Frazzled commuters race for a train. Platform announcements blare from speakers. Queues snake from the coffee kiosks. Transport police stroll through the station.
Welcome to Melbourne’s Flinders Street Station. If you live in or have visited the city, you may have seen the homeless people who regularly gather on the station’s steps under the clocks.
Or, like so many of us, you may simply look away and hurry past…
But take a closer look and you’ll spot Anne Mitchell, Program Manager of Concern Australia’s Steps Outreach Service and Unsung Hero winner at the 2016 HESTA Community Sector Awards.
This is where every week, rain or shine, she offers comfort and hope to young people living on the streets. Her clients are usually victims of violence or abuse and are often living with mental health issues, but Anne’s calm demeanour is perfectly suited to this work.
“I’ve always tried to see the good in people,” Anne says. “For everyone that I’ve met on the street, there is no one that we couldn't find something good about.”
Anne leads a team of employees and volunteers who offer practical support to help their clients move forward to a more stable situation – something that can often take a long time.“One small change can have a massive ripple effect for people,” she notes. “We are always working on one small change at a time … we are not expecting to change a young person in a short time.”
From ripple to wave
For every young life improved, there are many more needing Steps’ long-term support. Anne plans to use her $10,000 award prize to extend the service’s Outreach program.
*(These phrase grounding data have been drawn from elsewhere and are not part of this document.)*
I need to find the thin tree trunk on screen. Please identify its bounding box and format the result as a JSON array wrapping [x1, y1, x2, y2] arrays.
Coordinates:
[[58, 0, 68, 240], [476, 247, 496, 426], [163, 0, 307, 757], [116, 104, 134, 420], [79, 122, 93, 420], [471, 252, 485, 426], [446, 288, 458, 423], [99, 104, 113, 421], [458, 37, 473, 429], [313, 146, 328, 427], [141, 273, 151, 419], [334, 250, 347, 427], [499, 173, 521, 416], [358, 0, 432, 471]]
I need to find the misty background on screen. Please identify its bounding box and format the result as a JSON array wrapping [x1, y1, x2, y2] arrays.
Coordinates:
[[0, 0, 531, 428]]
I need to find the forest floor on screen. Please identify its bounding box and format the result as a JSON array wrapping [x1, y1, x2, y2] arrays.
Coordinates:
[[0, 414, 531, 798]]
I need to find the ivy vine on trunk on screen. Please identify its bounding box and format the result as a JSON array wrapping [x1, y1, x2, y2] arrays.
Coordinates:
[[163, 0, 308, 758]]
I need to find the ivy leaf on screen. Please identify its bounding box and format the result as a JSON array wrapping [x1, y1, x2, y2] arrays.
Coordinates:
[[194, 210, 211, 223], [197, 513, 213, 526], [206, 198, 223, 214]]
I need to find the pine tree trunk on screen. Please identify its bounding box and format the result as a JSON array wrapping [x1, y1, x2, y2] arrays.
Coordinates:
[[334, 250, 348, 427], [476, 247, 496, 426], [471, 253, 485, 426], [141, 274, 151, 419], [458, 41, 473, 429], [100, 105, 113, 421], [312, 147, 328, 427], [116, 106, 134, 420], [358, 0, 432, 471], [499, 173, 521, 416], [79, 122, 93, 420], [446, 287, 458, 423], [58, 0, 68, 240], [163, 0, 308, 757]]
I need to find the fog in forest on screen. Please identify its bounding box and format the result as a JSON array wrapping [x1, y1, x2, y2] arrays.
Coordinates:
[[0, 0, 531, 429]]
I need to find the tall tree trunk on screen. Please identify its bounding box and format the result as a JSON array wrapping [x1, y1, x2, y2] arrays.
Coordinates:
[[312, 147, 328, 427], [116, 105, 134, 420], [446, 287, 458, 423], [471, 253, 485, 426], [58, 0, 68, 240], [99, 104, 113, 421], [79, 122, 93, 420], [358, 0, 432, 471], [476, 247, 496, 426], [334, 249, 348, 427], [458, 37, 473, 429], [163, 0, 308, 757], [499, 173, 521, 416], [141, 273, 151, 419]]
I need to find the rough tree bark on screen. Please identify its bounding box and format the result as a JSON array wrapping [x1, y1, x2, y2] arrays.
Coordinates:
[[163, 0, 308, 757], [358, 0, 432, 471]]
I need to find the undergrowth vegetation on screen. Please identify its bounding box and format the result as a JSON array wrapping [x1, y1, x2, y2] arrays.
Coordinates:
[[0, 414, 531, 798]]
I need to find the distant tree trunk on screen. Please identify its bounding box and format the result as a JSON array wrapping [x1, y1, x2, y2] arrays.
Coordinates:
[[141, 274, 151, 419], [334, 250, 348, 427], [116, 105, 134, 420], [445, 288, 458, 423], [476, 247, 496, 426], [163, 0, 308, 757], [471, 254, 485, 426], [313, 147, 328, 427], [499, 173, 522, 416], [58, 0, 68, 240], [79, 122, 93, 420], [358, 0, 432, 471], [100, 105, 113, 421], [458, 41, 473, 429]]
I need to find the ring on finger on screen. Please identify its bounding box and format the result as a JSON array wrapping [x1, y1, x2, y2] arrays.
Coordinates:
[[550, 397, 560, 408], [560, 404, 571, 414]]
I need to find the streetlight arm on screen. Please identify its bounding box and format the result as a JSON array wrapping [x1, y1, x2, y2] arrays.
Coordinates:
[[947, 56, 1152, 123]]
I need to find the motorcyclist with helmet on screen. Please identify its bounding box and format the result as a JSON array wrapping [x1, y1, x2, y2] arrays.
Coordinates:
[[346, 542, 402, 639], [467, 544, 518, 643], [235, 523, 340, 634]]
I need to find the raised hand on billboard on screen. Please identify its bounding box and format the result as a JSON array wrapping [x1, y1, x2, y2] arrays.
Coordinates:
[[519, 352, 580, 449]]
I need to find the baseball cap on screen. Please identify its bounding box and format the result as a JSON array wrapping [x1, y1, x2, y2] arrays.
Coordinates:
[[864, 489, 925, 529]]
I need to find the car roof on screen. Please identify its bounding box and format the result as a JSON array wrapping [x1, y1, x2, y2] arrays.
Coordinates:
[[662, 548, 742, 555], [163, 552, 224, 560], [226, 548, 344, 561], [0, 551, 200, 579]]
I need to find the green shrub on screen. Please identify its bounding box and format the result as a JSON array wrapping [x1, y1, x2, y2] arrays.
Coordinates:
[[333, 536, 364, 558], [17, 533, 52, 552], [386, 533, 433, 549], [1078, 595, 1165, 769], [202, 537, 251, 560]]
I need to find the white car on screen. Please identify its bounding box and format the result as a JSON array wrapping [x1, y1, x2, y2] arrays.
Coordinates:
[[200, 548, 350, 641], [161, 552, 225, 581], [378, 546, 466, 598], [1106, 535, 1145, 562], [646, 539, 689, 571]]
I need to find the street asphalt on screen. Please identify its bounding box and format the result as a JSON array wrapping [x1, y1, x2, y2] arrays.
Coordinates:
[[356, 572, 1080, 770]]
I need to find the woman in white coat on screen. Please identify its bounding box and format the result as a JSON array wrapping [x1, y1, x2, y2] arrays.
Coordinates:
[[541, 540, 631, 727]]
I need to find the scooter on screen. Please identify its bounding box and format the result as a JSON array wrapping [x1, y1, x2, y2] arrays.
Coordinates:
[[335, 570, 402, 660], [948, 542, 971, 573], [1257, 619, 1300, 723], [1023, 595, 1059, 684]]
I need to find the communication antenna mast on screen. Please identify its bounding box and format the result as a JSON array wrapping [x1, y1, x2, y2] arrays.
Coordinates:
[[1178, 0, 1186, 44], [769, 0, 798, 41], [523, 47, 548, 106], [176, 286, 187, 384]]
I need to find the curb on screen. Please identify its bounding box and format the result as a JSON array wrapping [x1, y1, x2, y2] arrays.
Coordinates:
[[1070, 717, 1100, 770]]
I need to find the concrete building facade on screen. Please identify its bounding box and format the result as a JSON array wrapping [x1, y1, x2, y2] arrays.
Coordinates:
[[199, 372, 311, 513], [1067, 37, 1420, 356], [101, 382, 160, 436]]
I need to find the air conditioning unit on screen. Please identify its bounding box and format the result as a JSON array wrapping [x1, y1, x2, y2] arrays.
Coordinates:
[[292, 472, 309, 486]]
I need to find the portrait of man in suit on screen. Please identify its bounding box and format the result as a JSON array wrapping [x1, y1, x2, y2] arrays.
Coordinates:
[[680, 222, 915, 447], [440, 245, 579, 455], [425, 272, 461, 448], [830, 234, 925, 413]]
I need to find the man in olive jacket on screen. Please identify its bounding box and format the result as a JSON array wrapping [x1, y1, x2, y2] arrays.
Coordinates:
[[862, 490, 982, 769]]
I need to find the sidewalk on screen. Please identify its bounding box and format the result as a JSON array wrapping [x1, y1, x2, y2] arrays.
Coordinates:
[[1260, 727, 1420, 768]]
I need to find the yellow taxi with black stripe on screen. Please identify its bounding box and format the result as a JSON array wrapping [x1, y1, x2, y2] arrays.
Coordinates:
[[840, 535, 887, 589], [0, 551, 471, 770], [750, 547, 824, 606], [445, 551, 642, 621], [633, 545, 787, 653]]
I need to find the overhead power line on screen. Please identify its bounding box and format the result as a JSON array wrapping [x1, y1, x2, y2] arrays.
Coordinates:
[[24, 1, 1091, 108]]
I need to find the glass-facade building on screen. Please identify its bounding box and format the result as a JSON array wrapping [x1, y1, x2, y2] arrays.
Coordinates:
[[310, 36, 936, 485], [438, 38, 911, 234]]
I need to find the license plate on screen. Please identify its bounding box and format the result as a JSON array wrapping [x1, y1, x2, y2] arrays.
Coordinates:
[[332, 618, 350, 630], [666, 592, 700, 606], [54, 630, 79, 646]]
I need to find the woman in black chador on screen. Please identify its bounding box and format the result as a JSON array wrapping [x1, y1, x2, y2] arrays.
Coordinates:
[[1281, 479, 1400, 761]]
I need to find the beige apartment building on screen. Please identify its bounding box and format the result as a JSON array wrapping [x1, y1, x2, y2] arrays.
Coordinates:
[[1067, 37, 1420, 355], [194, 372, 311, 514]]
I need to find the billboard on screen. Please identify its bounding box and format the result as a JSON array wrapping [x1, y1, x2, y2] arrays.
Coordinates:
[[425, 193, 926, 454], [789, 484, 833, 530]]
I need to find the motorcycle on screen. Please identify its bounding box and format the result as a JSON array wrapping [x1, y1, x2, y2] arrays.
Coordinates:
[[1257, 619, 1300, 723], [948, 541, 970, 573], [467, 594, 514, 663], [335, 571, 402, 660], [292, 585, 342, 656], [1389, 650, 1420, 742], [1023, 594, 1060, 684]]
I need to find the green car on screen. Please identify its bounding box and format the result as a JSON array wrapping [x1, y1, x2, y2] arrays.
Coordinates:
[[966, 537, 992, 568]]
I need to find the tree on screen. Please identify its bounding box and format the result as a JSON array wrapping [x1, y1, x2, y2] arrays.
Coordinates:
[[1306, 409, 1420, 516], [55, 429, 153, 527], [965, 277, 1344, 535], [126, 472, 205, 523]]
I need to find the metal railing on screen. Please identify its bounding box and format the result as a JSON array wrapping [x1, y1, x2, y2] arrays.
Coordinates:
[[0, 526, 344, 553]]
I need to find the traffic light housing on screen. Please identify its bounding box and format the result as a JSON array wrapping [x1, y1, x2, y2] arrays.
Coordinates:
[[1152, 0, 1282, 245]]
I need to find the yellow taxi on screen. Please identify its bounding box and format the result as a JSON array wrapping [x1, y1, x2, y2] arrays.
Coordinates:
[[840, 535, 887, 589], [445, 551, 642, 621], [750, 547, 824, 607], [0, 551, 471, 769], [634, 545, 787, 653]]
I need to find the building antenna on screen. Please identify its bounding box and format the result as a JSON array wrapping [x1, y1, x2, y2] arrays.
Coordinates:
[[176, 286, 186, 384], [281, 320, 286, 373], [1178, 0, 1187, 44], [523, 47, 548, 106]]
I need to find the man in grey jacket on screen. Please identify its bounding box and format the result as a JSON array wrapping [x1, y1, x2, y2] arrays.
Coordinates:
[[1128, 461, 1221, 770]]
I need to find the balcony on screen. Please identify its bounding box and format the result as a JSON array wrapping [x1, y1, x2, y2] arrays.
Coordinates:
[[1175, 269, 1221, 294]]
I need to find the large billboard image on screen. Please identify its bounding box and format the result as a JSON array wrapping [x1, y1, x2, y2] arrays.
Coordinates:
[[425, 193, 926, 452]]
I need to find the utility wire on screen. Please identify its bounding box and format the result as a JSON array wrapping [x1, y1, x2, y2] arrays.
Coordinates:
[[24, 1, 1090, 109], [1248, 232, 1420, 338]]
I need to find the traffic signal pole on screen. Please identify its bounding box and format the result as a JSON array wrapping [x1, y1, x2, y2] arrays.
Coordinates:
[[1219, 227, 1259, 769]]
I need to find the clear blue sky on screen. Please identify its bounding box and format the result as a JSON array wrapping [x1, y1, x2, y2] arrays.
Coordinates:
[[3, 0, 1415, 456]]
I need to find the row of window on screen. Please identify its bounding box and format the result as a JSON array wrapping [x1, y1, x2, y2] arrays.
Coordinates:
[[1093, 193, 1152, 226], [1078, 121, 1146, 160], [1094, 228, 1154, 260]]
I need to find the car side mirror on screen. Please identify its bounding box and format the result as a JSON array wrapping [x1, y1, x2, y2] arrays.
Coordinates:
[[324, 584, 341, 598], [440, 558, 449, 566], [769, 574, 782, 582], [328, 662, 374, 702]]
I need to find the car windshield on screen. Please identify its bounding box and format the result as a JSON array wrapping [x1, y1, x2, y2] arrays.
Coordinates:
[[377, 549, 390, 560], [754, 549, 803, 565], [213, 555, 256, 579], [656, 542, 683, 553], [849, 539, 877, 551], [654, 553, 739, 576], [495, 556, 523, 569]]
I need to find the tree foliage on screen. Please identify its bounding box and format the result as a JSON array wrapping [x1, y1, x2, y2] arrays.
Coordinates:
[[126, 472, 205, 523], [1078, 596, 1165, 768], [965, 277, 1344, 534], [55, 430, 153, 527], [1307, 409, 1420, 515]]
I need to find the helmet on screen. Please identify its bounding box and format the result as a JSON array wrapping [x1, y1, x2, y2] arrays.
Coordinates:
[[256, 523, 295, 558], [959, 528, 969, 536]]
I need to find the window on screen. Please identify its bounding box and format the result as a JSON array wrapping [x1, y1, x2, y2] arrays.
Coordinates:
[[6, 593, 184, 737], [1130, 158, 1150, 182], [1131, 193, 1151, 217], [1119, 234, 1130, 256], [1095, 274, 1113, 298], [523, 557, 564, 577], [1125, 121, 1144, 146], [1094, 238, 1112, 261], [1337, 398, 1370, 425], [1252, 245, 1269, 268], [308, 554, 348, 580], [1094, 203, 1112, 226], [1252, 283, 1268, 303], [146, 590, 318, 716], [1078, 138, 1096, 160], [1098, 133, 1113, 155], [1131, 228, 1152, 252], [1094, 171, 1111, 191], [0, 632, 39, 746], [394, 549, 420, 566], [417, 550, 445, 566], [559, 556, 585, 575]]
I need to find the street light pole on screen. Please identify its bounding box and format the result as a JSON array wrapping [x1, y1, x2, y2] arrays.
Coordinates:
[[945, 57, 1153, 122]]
“Over 18 years, we’ve kept Steps going with blood, sweat and tears, working on weekends and struggling for funding as a lot of not-for profits do, so this prize money will make a big difference for us,” Anne says.
The dedicated youth worker is employed full-time but recognises the importance of maintaining boundaries. Outside of work, her life centres around her three sons and two grandchildren, her faith and a raft of hobbies, including dancing – “rock ’n’roll, jive and swing”.
With such a full schedule and having achieved so much at Steps, does she ever think about retirement?
“I don’t know if I want to retire – eventually I’ll go to part time. But I’ll never stop giving back in some way – I’ll be that little old lady in the city with my cane, saying: ‘Hello dear, are you homeless?’,” she laughs.
After a lifetime of caring for others on the streets of Melbourne, that’s easy to believe.